Back at Hogwarts, Professor Dumbledore apologizes to Harry for keeping him in the dark for all of this year. Dumbledore explains that he was trying to protect Harry, the same way he tried to protect Sirius by leaving him in Number Twelve, Grimmauld Place. Now, Professor Dumbledore can see that leaving an active man to rot in a house by himself may not have been the best plan. But he had the best of intentions. Harry rages at Professor Dumbledore, but his anger is also a cover for his own guilt: why did he have to fall for Voldemort's trap and blunder into the Department of Mysteries in the first place?
Professor Dumbledore explains the prophecy to Harry. It was made in the year Harry was born, and it states that a boy born at the end of July to parents who have defied Voldemort three times will arrive with power that Voldemort doesn't have. There were two candidates to fill the prophecy, Harry and Neville Longbottom. But by attacking Harry when he was a baby and leaving Harry with his curse scar and magical connection to the Dark Lord, it's Voldemort who selected Harry to be the boy of prophecy. Now Harry must kill Voldemort or else be killed by him.

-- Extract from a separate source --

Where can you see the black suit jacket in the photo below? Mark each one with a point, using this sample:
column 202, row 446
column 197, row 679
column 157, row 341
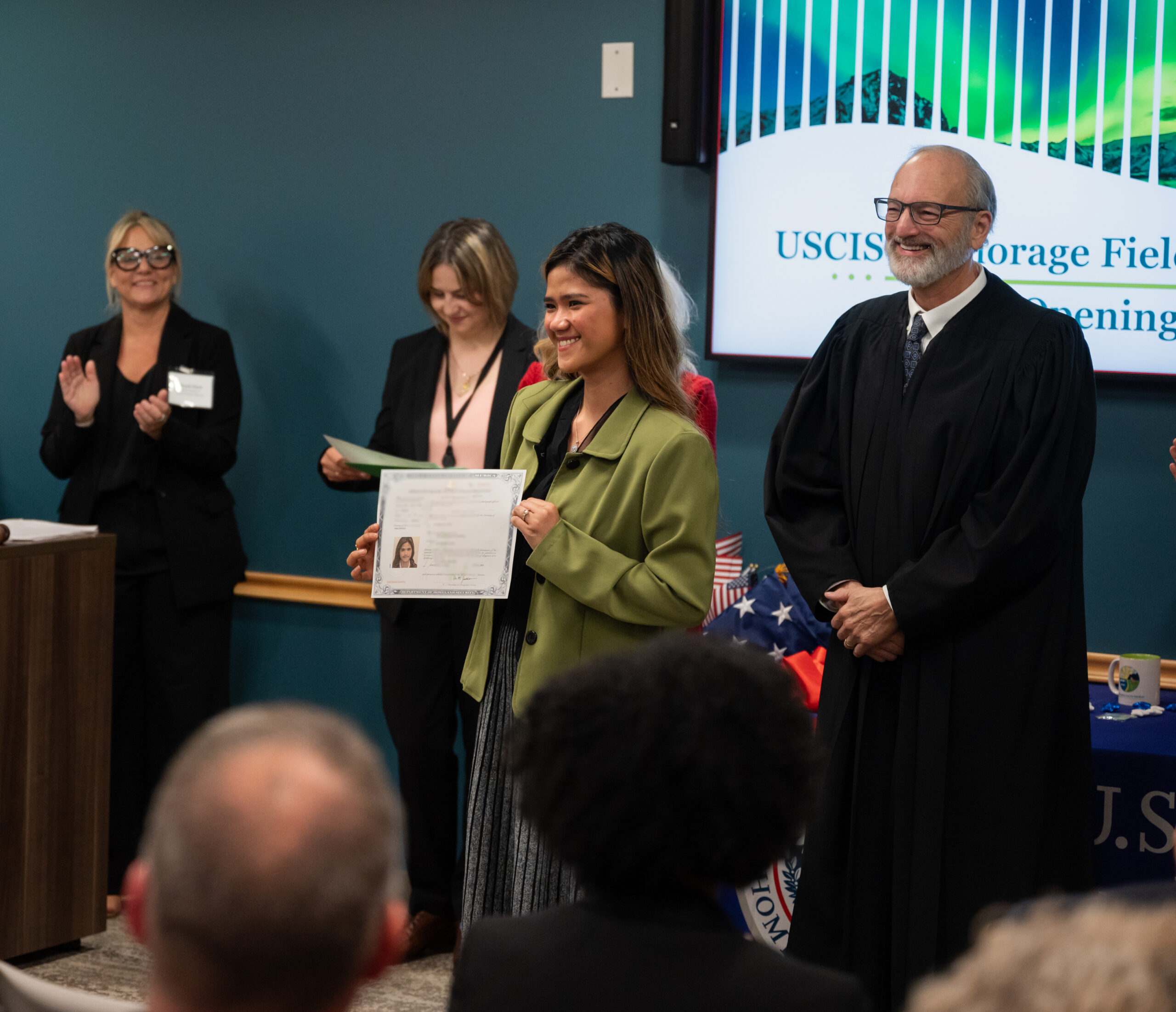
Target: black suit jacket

So now Harry knows why Voldemort has been coming after him: because Voldemort believes that Harry continues to present a danger to his rise to power. And it's Harry's fate to keep facing Voldemort until one or the other of them is dead. With this understanding of his fate, and with his guilt and sorrow over Sirius's death, Harry feels much less anger towards his friends. They all know that war is coming soon, and that the time for emo brooding is over: Harry has to start acting like an adult to face the challenges that are coming his way.